Pose-to-pose animation did occur, with characters holding key-poses with swift movements between them, while straight ahead animation had already occurred prior to the development of studio animation in shorts such as Emile Cohl’s Fantasmagorie (1908) and Winsor McCay’s Little Nemo (1911). The strategic alternation between straight-ahead and pose-to-pose animation did not take form until later, however.

There remains much more work that needs to be done to expand on this analysis. A more fine-grained typology of silent animation style is yet to be fully captured. In addition, a fitting name for this formative (though largely overlooked) period of animation history is yet to be proposed.

Paul Taberham is a senior lecturer at the Arts University Bournemouth. He has published on topics such as film cognition, evolutionary theories of art, avant-garde film and animation, film sound and aesthetics. He is the coeditor of Cognitive Media Theory (2014) and Experimental Animation: From Analogue to Digital (2019). He is also the author of Lessons in Perception: The Avant-Garde Filmmaker as Practical Psychologist (2018). He is a fellow of The Society for Cognitive Studies of the Moving Image.

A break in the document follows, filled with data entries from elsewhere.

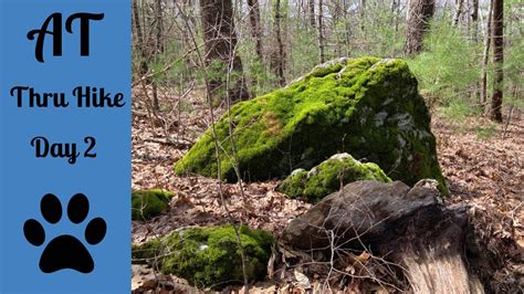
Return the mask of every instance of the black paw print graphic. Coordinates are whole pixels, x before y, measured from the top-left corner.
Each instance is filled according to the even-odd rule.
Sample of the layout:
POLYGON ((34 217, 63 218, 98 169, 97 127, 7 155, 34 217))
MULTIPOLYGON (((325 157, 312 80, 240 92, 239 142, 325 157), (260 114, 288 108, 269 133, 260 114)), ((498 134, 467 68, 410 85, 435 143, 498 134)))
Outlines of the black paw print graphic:
MULTIPOLYGON (((43 219, 57 223, 62 219, 62 203, 52 193, 42 197, 40 211, 43 219)), ((83 193, 74 195, 67 203, 67 218, 73 223, 80 224, 90 212, 90 201, 83 193)), ((85 227, 85 241, 91 245, 98 244, 105 237, 107 227, 102 218, 92 219, 85 227)), ((45 230, 34 219, 27 220, 23 224, 23 234, 33 245, 40 246, 45 242, 45 230)), ((95 267, 93 258, 82 242, 73 235, 62 234, 51 240, 40 258, 40 270, 53 273, 63 269, 72 269, 81 273, 90 273, 95 267)))

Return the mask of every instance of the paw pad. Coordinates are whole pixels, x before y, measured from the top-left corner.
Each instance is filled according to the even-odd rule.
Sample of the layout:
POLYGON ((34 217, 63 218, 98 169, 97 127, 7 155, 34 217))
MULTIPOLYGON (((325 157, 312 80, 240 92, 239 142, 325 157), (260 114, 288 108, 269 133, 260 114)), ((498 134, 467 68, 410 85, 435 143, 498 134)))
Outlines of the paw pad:
MULTIPOLYGON (((40 211, 43 219, 51 224, 62 219, 62 203, 56 196, 48 193, 40 201, 40 211)), ((82 223, 90 212, 90 201, 83 193, 73 196, 67 203, 67 218, 71 222, 82 223)), ((107 225, 102 218, 92 219, 84 233, 85 241, 95 245, 102 242, 107 225)), ((23 224, 23 234, 29 243, 41 246, 45 243, 45 229, 34 219, 27 220, 23 224)), ((81 273, 90 273, 94 270, 93 258, 82 242, 70 234, 62 234, 51 240, 40 258, 40 270, 52 273, 64 269, 72 269, 81 273)))

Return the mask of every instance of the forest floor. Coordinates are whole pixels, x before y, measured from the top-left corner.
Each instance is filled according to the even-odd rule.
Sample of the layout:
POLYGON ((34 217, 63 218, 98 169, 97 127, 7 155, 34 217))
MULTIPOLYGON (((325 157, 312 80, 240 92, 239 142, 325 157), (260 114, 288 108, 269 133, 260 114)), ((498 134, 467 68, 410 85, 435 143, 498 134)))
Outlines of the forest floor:
MULTIPOLYGON (((172 170, 210 125, 210 112, 200 95, 189 99, 160 95, 160 112, 148 114, 139 99, 133 105, 133 190, 163 188, 176 193, 170 210, 147 222, 133 222, 133 242, 164 235, 187 225, 228 222, 220 203, 218 182, 205 177, 178 177, 172 170)), ((223 111, 217 109, 216 117, 223 111)), ((438 111, 436 112, 438 113, 438 111)), ((507 120, 507 117, 505 117, 507 120)), ((475 230, 491 250, 504 256, 504 267, 493 275, 494 283, 516 283, 524 288, 524 117, 514 112, 509 124, 493 125, 483 118, 457 123, 433 114, 432 132, 438 156, 450 188, 446 202, 468 203, 483 221, 475 230)), ((285 224, 311 204, 275 191, 280 181, 222 186, 229 208, 237 220, 279 238, 285 224)), ((164 277, 166 279, 166 277, 164 277)), ((178 284, 168 277, 164 283, 178 284), (167 281, 167 282, 166 282, 167 281)), ((322 281, 312 281, 318 283, 322 281)), ((157 273, 133 267, 133 288, 158 286, 157 273)), ((172 285, 170 286, 172 288, 172 285)), ((255 290, 289 292, 293 283, 259 283, 255 290)), ((238 290, 237 287, 235 290, 238 290)), ((230 288, 231 290, 231 288, 230 288)))

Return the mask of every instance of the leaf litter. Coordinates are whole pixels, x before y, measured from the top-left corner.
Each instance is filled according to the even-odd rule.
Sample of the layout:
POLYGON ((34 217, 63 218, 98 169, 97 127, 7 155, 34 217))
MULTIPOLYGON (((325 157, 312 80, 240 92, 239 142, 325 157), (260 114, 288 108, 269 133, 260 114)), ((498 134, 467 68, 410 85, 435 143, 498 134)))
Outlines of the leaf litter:
MULTIPOLYGON (((140 92, 136 91, 134 95, 140 95, 140 92)), ((159 96, 160 105, 169 106, 177 99, 168 94, 159 96)), ((172 170, 174 164, 210 125, 210 112, 202 96, 201 92, 195 91, 187 102, 186 108, 189 109, 161 111, 156 115, 147 112, 140 98, 134 101, 132 189, 163 188, 174 191, 176 197, 161 216, 146 222, 133 222, 133 242, 143 242, 184 227, 228 222, 217 179, 178 177, 172 170)), ((216 117, 223 112, 222 108, 214 109, 216 117)), ((446 202, 469 204, 470 212, 475 216, 475 238, 482 239, 489 250, 502 253, 504 266, 494 273, 493 283, 497 283, 499 288, 511 283, 524 287, 524 120, 517 113, 510 124, 497 125, 492 136, 480 136, 482 133, 479 130, 488 124, 481 118, 457 124, 433 115, 432 132, 438 139, 439 161, 451 192, 446 202)), ((279 183, 279 180, 243 182, 242 192, 238 183, 222 183, 233 218, 253 229, 271 231, 279 238, 289 221, 311 208, 310 203, 276 191, 279 183)), ((310 279, 308 283, 300 283, 296 273, 291 270, 282 274, 287 279, 260 282, 250 291, 304 293, 301 285, 310 282, 308 291, 313 293, 326 290, 323 281, 298 272, 300 280, 310 279)), ((184 280, 161 275, 142 265, 133 265, 133 291, 199 292, 184 280)), ((242 291, 241 286, 230 286, 223 292, 242 291)), ((352 285, 339 291, 352 291, 352 285)))

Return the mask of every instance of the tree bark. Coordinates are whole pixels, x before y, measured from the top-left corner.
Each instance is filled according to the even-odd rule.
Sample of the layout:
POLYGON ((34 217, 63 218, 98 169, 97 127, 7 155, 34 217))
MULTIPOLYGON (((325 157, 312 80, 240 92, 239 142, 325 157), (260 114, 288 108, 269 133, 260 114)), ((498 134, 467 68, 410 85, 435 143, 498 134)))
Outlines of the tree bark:
POLYGON ((316 20, 315 20, 315 0, 308 0, 308 8, 310 8, 310 25, 311 28, 316 27, 316 20))
POLYGON ((406 28, 406 43, 404 53, 418 54, 422 51, 422 42, 429 29, 429 21, 433 17, 434 0, 410 0, 406 28))
POLYGON ((147 54, 144 45, 144 33, 142 31, 140 14, 138 11, 137 1, 133 1, 133 14, 135 20, 137 51, 140 56, 138 73, 140 73, 140 75, 145 75, 147 73, 147 54))
POLYGON ((504 0, 493 0, 493 95, 491 119, 502 122, 502 98, 504 88, 504 0))
POLYGON ((318 62, 325 62, 324 54, 324 24, 323 24, 323 0, 318 0, 318 62))
POLYGON ((282 43, 282 14, 281 14, 281 0, 276 0, 274 3, 274 19, 275 19, 275 38, 277 53, 274 61, 274 72, 279 77, 279 84, 281 86, 285 85, 284 77, 284 44, 282 43))
POLYGON ((454 18, 453 18, 453 25, 459 25, 460 15, 462 14, 462 9, 464 6, 464 0, 457 0, 454 7, 454 18))
POLYGON ((484 53, 482 55, 482 74, 481 74, 481 104, 485 107, 488 103, 488 60, 490 57, 491 45, 491 27, 493 20, 493 0, 490 2, 488 11, 485 33, 484 33, 484 53))
POLYGON ((213 72, 209 81, 209 91, 213 99, 226 95, 232 102, 248 99, 249 92, 242 72, 242 61, 235 54, 237 33, 234 31, 233 8, 231 0, 200 0, 203 41, 206 45, 206 63, 213 72), (232 81, 229 88, 224 76, 230 74, 232 81))
MULTIPOLYGON (((155 1, 155 22, 156 22, 156 42, 155 42, 155 56, 164 52, 163 43, 163 17, 161 17, 161 0, 155 1)), ((158 103, 158 86, 155 80, 153 80, 153 108, 155 111, 160 109, 158 103)))
POLYGON ((262 53, 262 27, 260 23, 260 7, 259 0, 248 0, 249 6, 249 21, 251 23, 251 35, 254 39, 254 51, 259 56, 260 62, 263 61, 262 53))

[1] Beck, Jerry. The 50 Greatest Cartoons: As Selected by 1, 000 Animation Professionals. Turner Publishing Inc., 1994.

[2] Brewster, Ben and Lea Jacobs. Theatre to Cinema: Stage Pictorialism and the Early Feature Film. Oxford University Press, 1998.

[3] This story is explained in Furniss, Maureen. Art in Motion, Revised Edition Animation Aesthetics. Bloomington: Indiana University Press, 2008.

[4] Frank Thomas and Ollie Johnston, Disney Animation: The Illusion of Life. New York: Abbeville Press, 1981.